Going back to the Taj Mahal Hotel...
MUMBAI, India — I was there watching the horror and feeling helpless. As I rattled on with the few details authorities would give us I stood, ducked and sometimes crouched next to my colleagues from all over the world as they did the same.
The scene was sheer madness unfolding before our eyes and through the camera’s lens.
I was posted outside the Taj Hotel and Tower in Mumbai when terror rained down on India’s financial capital for days last November.
For the 72 hours I was there, I slept exactly three, the same goes for many of my CNN colleagues working beside me or at other scenes.
There were four active scenes for at least two days. I happened to be posted at the one that ended last in a blaze of fire, bullets and grenade blasts.
Friends and co-workers watching on their television screens told me later it looked like a movie. But a movie ends in two hours. This went on for three days.
It looked like and felt like hell from the outside. On the inside it was hell for the dozens of workers and guests still alive but trapped as the dead lay where they were gunned down.
Today I am back at the scene for the first time since the attacks. I made myself stand in the same spot where I reported from and again turned to look at the majestic building.
I didn’t want to go in at first. I was afraid of what I might feel. But I didn’t want to remember it the way I first laid eyes on it. So I started walking towards the lobby of the 106-year-old building.
On the outside, the heritage part of the hotel still has boards covering some of the windows. The ones I watched burst with flames five months ago.
I had to pass white barricades that now lace the once open breezeway.

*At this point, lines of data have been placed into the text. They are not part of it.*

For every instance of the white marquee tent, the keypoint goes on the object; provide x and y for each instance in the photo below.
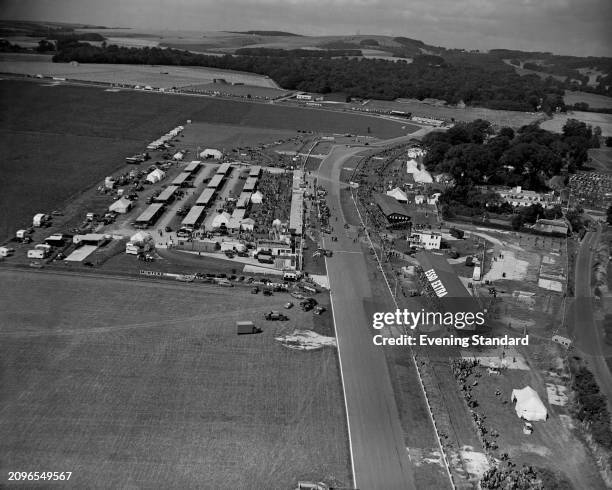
(528, 404)
(398, 194)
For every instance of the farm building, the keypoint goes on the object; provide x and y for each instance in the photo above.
(224, 168)
(193, 166)
(211, 153)
(194, 217)
(150, 215)
(206, 197)
(155, 176)
(398, 194)
(215, 182)
(528, 405)
(121, 206)
(249, 185)
(182, 179)
(393, 210)
(167, 195)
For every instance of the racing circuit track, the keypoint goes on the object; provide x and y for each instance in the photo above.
(378, 454)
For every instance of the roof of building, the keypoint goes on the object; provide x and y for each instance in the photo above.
(167, 193)
(389, 205)
(243, 199)
(206, 196)
(194, 165)
(150, 212)
(224, 168)
(238, 213)
(215, 181)
(454, 297)
(193, 215)
(551, 226)
(250, 184)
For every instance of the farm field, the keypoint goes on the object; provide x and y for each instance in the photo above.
(502, 118)
(156, 76)
(604, 121)
(50, 131)
(594, 100)
(144, 384)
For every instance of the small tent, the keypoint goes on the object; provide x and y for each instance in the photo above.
(247, 224)
(141, 237)
(221, 219)
(155, 176)
(528, 405)
(121, 206)
(211, 153)
(257, 197)
(398, 194)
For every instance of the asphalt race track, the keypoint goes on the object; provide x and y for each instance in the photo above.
(379, 457)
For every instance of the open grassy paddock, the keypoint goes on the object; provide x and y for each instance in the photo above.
(50, 132)
(142, 384)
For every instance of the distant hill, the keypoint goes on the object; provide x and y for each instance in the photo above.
(269, 33)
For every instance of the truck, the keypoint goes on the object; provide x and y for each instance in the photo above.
(37, 253)
(457, 233)
(246, 327)
(39, 220)
(276, 316)
(6, 251)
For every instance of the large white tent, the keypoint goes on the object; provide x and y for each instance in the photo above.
(256, 197)
(528, 405)
(398, 194)
(155, 176)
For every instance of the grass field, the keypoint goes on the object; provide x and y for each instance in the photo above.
(138, 384)
(502, 118)
(50, 132)
(604, 121)
(156, 76)
(594, 100)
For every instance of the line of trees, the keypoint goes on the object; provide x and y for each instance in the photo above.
(475, 157)
(483, 81)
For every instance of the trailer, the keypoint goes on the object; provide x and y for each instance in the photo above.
(246, 327)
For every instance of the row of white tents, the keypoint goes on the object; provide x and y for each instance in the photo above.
(173, 133)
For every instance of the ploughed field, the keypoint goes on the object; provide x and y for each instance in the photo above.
(144, 384)
(59, 139)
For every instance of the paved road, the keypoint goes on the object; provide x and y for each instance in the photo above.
(379, 456)
(588, 337)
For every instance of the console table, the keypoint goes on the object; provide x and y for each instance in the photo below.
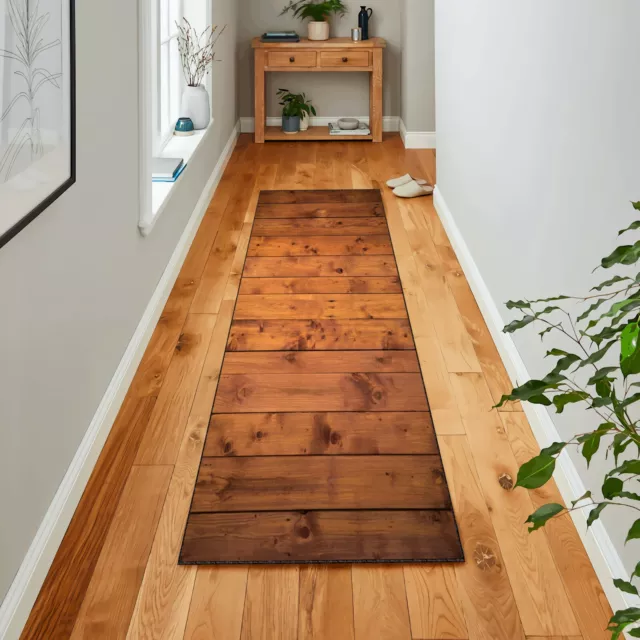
(336, 54)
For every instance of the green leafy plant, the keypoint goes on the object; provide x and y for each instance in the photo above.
(295, 104)
(317, 11)
(598, 370)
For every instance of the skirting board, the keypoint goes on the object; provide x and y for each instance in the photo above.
(606, 561)
(417, 139)
(24, 590)
(389, 123)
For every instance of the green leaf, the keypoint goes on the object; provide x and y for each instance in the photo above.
(518, 324)
(612, 487)
(630, 349)
(584, 496)
(608, 283)
(536, 472)
(625, 586)
(590, 446)
(594, 514)
(553, 449)
(634, 531)
(542, 515)
(600, 374)
(518, 304)
(632, 227)
(562, 400)
(626, 254)
(591, 309)
(596, 356)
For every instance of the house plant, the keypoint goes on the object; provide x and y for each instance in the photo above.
(319, 13)
(597, 366)
(196, 55)
(294, 106)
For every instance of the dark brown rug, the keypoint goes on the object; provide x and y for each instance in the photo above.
(321, 446)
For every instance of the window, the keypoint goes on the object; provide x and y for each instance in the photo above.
(169, 81)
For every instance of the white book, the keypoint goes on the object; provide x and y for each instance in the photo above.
(165, 168)
(362, 130)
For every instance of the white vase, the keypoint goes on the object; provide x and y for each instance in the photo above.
(318, 30)
(195, 105)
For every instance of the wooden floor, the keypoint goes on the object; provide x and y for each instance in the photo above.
(321, 445)
(117, 574)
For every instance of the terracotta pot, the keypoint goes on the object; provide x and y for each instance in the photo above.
(318, 30)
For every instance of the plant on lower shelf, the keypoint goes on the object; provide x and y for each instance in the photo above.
(294, 107)
(317, 11)
(598, 368)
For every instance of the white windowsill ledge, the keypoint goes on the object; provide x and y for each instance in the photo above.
(178, 147)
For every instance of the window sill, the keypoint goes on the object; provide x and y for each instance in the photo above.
(178, 147)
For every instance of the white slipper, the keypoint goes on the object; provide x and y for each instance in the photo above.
(413, 190)
(405, 179)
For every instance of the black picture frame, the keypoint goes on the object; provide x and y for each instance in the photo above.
(54, 195)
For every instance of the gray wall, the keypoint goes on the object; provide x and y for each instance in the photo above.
(334, 94)
(74, 284)
(538, 139)
(418, 66)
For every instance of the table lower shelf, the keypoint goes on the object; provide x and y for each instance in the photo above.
(312, 133)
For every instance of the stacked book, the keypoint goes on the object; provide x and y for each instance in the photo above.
(166, 169)
(362, 130)
(280, 36)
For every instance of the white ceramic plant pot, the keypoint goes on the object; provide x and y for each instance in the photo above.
(195, 105)
(318, 30)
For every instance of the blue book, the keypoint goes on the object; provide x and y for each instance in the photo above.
(173, 178)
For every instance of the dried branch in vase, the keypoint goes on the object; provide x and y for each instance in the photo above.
(196, 50)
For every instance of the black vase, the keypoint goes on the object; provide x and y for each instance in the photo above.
(363, 21)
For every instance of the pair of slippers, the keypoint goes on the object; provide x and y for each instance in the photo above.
(408, 187)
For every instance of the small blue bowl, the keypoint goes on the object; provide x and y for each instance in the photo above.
(184, 127)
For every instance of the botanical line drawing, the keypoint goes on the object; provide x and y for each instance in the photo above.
(28, 24)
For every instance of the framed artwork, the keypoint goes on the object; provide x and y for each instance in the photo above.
(37, 108)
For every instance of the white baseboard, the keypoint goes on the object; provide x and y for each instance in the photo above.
(24, 590)
(389, 123)
(605, 559)
(417, 139)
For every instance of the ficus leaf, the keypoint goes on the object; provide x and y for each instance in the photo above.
(625, 586)
(542, 515)
(612, 487)
(536, 472)
(562, 400)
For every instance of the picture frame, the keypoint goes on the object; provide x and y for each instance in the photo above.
(37, 109)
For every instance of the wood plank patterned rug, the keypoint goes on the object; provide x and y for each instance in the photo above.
(321, 446)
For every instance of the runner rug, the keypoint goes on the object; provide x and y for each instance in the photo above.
(321, 446)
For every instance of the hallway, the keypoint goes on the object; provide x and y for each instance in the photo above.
(116, 573)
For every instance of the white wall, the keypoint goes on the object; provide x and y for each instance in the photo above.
(75, 282)
(538, 127)
(418, 65)
(334, 94)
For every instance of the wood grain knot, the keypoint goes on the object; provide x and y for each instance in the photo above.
(506, 481)
(484, 558)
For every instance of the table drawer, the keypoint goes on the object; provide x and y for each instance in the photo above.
(345, 58)
(284, 59)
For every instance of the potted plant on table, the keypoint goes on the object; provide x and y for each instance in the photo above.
(294, 107)
(319, 13)
(196, 55)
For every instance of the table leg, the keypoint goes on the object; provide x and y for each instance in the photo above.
(260, 116)
(375, 96)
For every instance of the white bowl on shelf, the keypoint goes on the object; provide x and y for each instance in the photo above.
(348, 124)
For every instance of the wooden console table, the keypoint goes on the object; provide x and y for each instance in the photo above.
(337, 54)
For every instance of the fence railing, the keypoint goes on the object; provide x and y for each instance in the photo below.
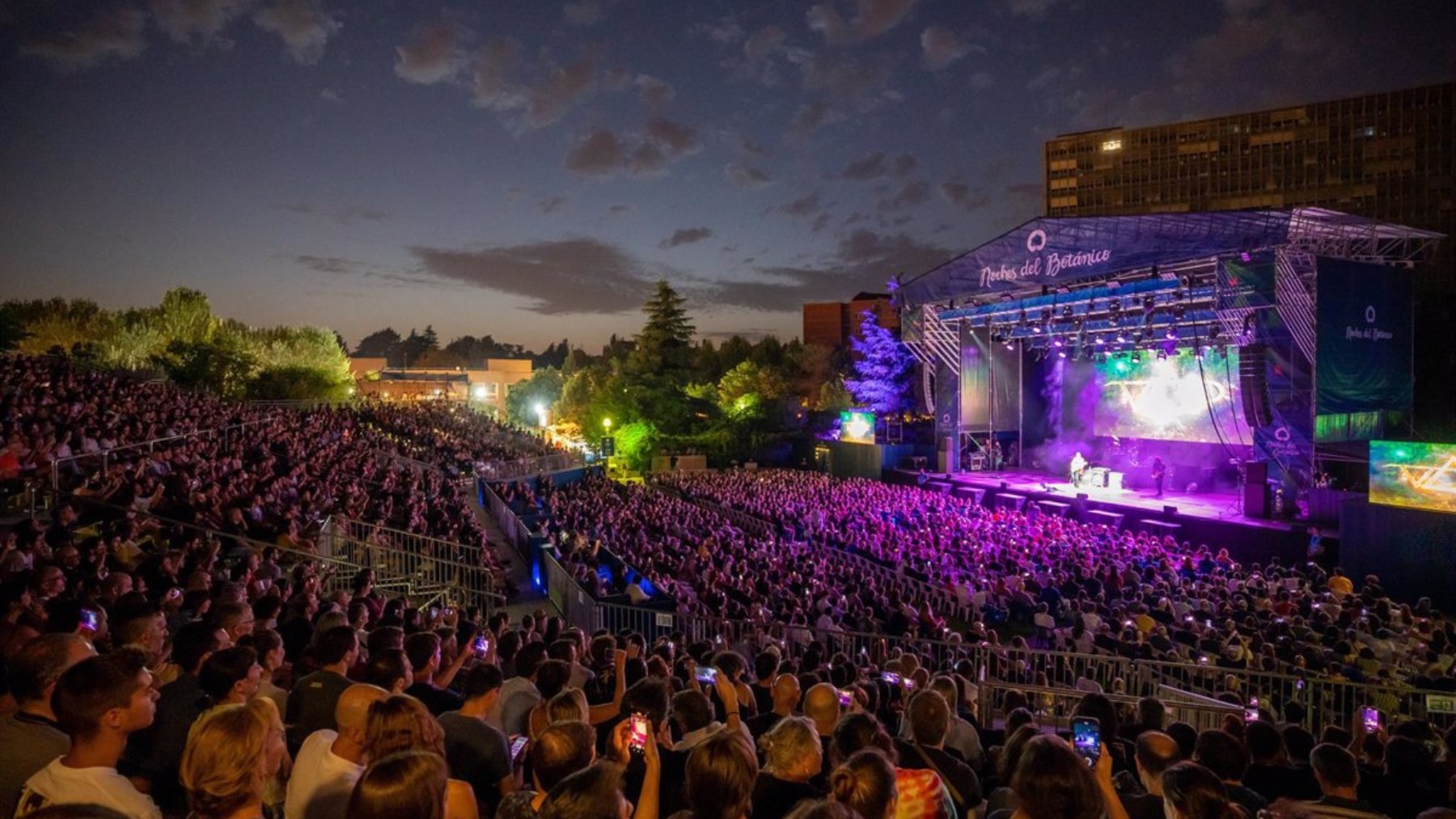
(1325, 700)
(527, 467)
(431, 566)
(72, 464)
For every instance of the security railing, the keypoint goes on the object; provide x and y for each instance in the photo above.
(1072, 675)
(529, 467)
(430, 565)
(73, 463)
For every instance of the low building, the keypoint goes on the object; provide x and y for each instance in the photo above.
(485, 389)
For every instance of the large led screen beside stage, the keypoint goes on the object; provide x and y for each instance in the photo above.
(1171, 399)
(1421, 476)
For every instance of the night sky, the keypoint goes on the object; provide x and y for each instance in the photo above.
(527, 167)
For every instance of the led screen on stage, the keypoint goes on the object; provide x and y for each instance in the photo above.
(1421, 476)
(857, 427)
(1171, 399)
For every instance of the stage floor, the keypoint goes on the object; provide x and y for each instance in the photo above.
(1035, 486)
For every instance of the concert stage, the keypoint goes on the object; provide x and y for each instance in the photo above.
(1213, 518)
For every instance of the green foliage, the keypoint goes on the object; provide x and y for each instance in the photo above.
(296, 383)
(223, 365)
(637, 444)
(12, 327)
(542, 389)
(188, 344)
(881, 369)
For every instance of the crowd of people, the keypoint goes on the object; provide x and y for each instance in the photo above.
(174, 648)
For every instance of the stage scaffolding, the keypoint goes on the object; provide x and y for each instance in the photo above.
(1145, 274)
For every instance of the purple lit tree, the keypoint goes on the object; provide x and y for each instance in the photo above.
(881, 369)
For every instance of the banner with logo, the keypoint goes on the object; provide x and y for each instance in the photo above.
(1057, 251)
(1365, 338)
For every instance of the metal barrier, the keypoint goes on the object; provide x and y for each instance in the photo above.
(72, 464)
(529, 467)
(1325, 702)
(430, 565)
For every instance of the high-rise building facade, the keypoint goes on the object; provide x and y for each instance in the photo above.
(1386, 156)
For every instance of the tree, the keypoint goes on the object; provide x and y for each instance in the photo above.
(881, 369)
(542, 389)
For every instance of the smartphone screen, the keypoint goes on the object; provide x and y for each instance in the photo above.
(641, 731)
(1086, 738)
(1370, 717)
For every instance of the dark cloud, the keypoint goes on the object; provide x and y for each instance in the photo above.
(744, 176)
(939, 49)
(866, 167)
(655, 94)
(862, 260)
(603, 153)
(338, 216)
(433, 54)
(189, 21)
(802, 207)
(568, 277)
(873, 18)
(684, 236)
(909, 196)
(303, 25)
(599, 153)
(762, 44)
(810, 118)
(961, 196)
(111, 34)
(584, 14)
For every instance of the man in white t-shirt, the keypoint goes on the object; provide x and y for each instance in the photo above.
(98, 702)
(329, 762)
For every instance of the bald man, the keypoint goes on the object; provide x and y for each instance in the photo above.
(329, 762)
(1157, 753)
(785, 700)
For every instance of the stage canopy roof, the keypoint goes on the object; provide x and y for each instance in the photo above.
(1056, 252)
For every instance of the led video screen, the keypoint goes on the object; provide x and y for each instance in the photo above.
(857, 427)
(1420, 476)
(1170, 399)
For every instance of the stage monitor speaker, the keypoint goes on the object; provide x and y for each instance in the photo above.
(1254, 387)
(1255, 500)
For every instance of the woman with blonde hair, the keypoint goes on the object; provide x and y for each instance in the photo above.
(404, 784)
(232, 753)
(402, 724)
(793, 757)
(866, 784)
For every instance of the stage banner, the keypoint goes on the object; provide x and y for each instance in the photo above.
(1365, 338)
(1057, 251)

There are three layers of security including an X-ray machine for every bag each guest brings with them.
Once inside you wouldn’t know at first glance what happened here. The lobby is spotless.
Many of the public spaces have been restored. We walked farther in to the immense staircase that looks like something out of a fairytale. Not a thing out of place. Immaculate and almost too much for the eye to take in.
But as you climbed to the top there was another reminder. White planks of wood blocked two large windows that once looked out on to the ocean.
Then it was off to the poolside. I got one of those chills down my spine as I walked out between the chairs. It’s because of that image in my head.
The image from the front page of a newspaper the morning after the attacks started. A man who was likely enjoying his drink poolside had been gunned down. He died there. Click. That picture won’t leave my head.
But then you hear the noise of happiness. Children are splashing in the pool and adults are chatting and enjoying their lives.
It’s trite but true; life goes on. Honestly, sometimes I forget to enjoy mine. What a fool I am.
The crew and I are staying at the Taj Mahal Palace and Tower for a couple of nights. We’re here to cover the first day of the trial of the lone surviving suspect in the Mumbai attacks.
I picked the Taj as our hotel on purpose, I guess I needed to see a bit of normalcy here after what I witnessed from the outside.
I’m staying in the tower that is fully up and running. It had minimal damage during the attack. But next door in the old world rooms of the tower’s older sister there is still a lot of work to do.
Of the 565 total rooms in the two buildings only 268 can be occupied. All I can say right now is, I am glad to be one of the occupants.